We are fortunately able to add to defendant-appellants’ citation of authority on the use of the trust device for a similar purpose of deception. Clearly the offense against - “good morals and sound public policy” is not lessened by the employment of an equitable device. The draftsmen of the Restatement of the Law of Trusts expressly recognize this fact.
“Except as stated in Subsection (2), an intended trust is invalid if the purpose of the settlor in creating the trust is to defraud his creditors or other persons”. American Law Institute, Restatement of Trusts, Vol. 1, sec. 63 (1), p. 199.
“c. Other fraudulent transactions. The rule stated in Subsection (1) is applicable not only where the transfer is made for the purpose of fraudulently concealing the interest of the transferor, but also where it is made for the purpose of clothing the transferee with apparent ownership, provided that this is done for a fraudulent purpose.
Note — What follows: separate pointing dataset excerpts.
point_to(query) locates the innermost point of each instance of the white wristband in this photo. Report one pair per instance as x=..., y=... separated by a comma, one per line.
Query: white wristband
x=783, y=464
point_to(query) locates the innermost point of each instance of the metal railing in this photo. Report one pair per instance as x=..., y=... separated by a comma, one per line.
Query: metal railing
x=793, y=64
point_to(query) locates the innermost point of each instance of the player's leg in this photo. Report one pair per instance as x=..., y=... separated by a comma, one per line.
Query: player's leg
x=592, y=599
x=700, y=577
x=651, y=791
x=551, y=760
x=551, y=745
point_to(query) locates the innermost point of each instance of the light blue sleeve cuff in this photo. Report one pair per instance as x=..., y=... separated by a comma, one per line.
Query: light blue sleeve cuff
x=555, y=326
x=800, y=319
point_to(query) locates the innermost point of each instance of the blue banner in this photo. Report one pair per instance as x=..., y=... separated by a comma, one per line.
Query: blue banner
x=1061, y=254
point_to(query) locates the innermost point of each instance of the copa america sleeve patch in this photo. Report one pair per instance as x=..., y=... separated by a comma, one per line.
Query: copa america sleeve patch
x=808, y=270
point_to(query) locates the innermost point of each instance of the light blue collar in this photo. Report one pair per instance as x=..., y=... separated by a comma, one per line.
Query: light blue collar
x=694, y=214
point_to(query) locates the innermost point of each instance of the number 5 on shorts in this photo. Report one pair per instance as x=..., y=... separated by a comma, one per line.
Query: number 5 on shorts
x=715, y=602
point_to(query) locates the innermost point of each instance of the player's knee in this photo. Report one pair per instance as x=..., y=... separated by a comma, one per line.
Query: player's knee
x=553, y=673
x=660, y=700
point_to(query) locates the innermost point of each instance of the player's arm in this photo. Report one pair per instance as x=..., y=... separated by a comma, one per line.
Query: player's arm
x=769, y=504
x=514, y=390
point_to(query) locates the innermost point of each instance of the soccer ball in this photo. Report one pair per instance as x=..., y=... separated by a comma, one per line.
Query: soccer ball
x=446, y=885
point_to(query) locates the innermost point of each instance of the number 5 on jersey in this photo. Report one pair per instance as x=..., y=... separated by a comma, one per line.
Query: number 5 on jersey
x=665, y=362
Thus, if one person pays money to another upon an. agreement that the money will be held in trust for the payor and subsequently returned to him, and this is done for the purpose of so enhancing the credit of the payee that he will be enabled to deceive a third person and induce him to lend money to the payee, the payor cannot ordinarily enforce the intended trust.” American Law Institute, Restatement of Trusts, Vol. 1, sec. 63, p. 201.
It will be noticed that the only factual difference between' the real and supposititious cases is the legally irrelevant detail that here the proposed deception is also extended to depositors who have already lent money to the payee bank, and are to be thereby induced to refrain from calling their loans.
The decrees of the District Court are reversed and the causes are remanded with directions to dismiss the bills of complaint.
In this and ensuing citations from the Roman authorities, D. represents the Digest or Pandects (book, title, fragment, and section); G. the Institutes of Gaius (book, and section), and J. the Institutes of Justinian (book, title, and section).